IF YOU FEEL THERE ARE OTHER FACTS THAT WE SHOULD CONSIDER, PLEASE WRITE OR CALL CUSTOMER SERVICE AT THE ADDRESS AND PHONE NUMBER DISPLAYED IN THE CONTACT SECTION.    

 

WASHINGTON DC-    IF YOU WISH TO APPEAL THIS DECISION, PLEASE WRITE OR CALL CUSTOMER SERVICE AT THE ADDRESS AND PHONE NUMBER DISPLAYED IN THE CONTACT SECTION. IF YOU DISAGREE WITH OUR CLAIM DECISION, YOU ALSO HAVE THE RIGHT TO CONTACT THE OFFICE OF HEALTH CARE OMBUDSMAN AND BILL OF RIGHTS BY WRITING THEM AT: 899 NORTH CAPITOL STREET NE, 6TH FLOOR, WASHINGTON D.C. 20002, OR CALLING 877-685-6391.

 

YOU HAVE THE RIGHT TO RECEIVE COPIES OF ALL DOCUMENTS FREE OF CHARGE RELEVANT TO THIS CLAIM.

 

WEST VIRGINIA- THE RULES AND REGULATIONS OF THE WEST VIRGINIA INSURANCE DIVISION REQUIRE THAT OUR COMPANY ADVISE YOU THAT IF YOU WISH TO TAKE THIS MATTER UP WITH THE WEST VIRGINIA INSURANCE COMISSIONER, IT MAINTAINS AN OFFICE AT PO BOX 11685, CHARLESTON, WEST VIRGINIA 25339-1685, PHONE NUMBER 1-888-879-9842 EXT 3864, OR EMAIL CONSUMER.ADVOCATE@WVINSURANCE.GOV.      

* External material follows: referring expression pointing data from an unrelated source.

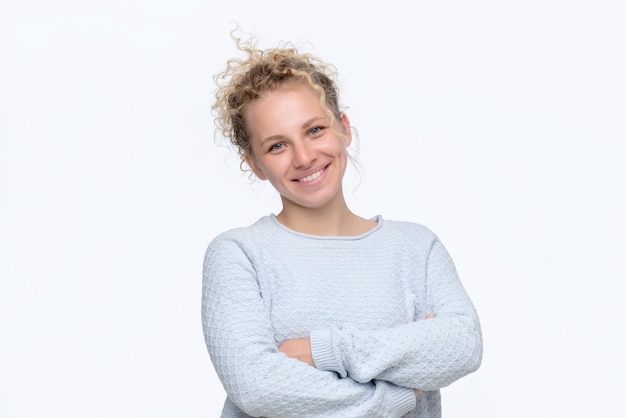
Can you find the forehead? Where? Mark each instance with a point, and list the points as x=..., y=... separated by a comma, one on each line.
x=282, y=109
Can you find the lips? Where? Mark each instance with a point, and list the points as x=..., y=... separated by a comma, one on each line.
x=311, y=177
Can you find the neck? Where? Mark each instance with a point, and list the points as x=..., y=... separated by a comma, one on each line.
x=333, y=219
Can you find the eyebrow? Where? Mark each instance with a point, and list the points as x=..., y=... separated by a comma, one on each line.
x=304, y=126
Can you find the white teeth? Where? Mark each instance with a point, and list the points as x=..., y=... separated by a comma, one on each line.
x=311, y=177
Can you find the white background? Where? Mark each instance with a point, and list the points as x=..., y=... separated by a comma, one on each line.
x=498, y=124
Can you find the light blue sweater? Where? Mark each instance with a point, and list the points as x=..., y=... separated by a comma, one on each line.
x=361, y=299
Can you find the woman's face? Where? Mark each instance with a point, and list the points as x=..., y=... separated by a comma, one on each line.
x=295, y=147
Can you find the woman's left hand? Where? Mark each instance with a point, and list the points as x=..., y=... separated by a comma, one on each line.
x=298, y=348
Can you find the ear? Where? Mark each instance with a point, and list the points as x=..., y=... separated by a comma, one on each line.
x=345, y=124
x=250, y=161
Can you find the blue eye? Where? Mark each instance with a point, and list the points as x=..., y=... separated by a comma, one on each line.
x=276, y=147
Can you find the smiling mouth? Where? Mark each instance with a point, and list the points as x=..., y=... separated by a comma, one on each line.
x=311, y=177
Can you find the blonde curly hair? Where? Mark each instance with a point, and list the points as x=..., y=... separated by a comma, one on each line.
x=262, y=71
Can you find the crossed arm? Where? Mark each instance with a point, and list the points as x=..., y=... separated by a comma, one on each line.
x=300, y=349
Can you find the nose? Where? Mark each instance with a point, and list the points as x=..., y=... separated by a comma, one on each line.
x=303, y=154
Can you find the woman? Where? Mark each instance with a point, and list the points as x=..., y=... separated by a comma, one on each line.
x=317, y=311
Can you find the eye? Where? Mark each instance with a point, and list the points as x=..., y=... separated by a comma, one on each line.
x=315, y=131
x=276, y=147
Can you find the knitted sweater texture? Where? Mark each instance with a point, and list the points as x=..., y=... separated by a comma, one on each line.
x=362, y=300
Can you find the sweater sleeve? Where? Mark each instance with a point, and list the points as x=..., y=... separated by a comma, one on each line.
x=425, y=354
x=259, y=379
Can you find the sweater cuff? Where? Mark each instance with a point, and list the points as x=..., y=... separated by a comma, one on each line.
x=322, y=351
x=403, y=399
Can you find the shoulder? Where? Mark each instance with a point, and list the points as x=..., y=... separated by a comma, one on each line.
x=410, y=231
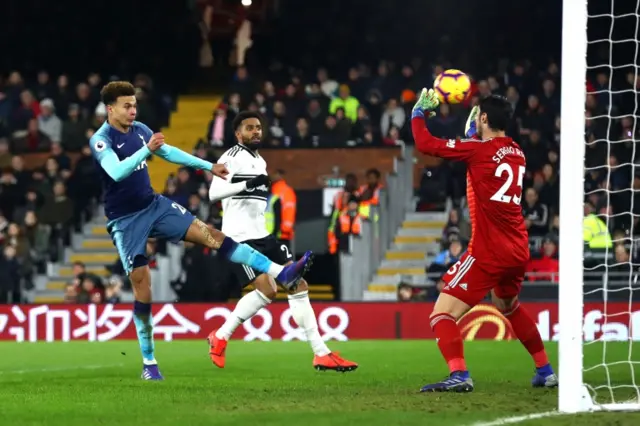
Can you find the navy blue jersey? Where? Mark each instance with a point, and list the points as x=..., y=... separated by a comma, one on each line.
x=132, y=191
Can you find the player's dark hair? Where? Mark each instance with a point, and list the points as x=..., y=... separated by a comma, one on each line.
x=243, y=115
x=112, y=91
x=498, y=111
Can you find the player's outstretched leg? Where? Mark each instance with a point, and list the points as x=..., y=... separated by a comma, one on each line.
x=304, y=316
x=289, y=275
x=265, y=291
x=141, y=282
x=527, y=332
x=446, y=312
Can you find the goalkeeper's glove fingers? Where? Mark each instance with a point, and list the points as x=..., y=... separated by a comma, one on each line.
x=470, y=129
x=428, y=101
x=258, y=181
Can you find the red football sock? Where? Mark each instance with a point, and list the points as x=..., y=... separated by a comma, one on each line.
x=449, y=341
x=525, y=329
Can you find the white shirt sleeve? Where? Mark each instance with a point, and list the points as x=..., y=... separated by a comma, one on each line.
x=220, y=188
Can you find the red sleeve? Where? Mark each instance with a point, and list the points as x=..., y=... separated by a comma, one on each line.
x=454, y=149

                                       

WISCONSIN-A DENIAL OF BENEFITS ALLOWS YOU TO FILE A GRIEVANCE WITH THE COMPANY. YOUR POLICY CONTAINS AN AMENDMENT, FORM NUMBER 16290B-WI, PROVIDING YOU WITH THE DEFINITION OF AND PROCEDURES FOR FILING A GRIEVANCE. YOU OR YOUR REPRESENTATIVE MUST SUBMIT THE GRIEVANCE IN WRITING TO THE ADDRESS LISTED IN THE CONTACT SECTION OR CALL THE NUMBER LISTED IN THE CONTACT SECTION FOR A DUPLICATE AMENDMENT TO BE MAILED.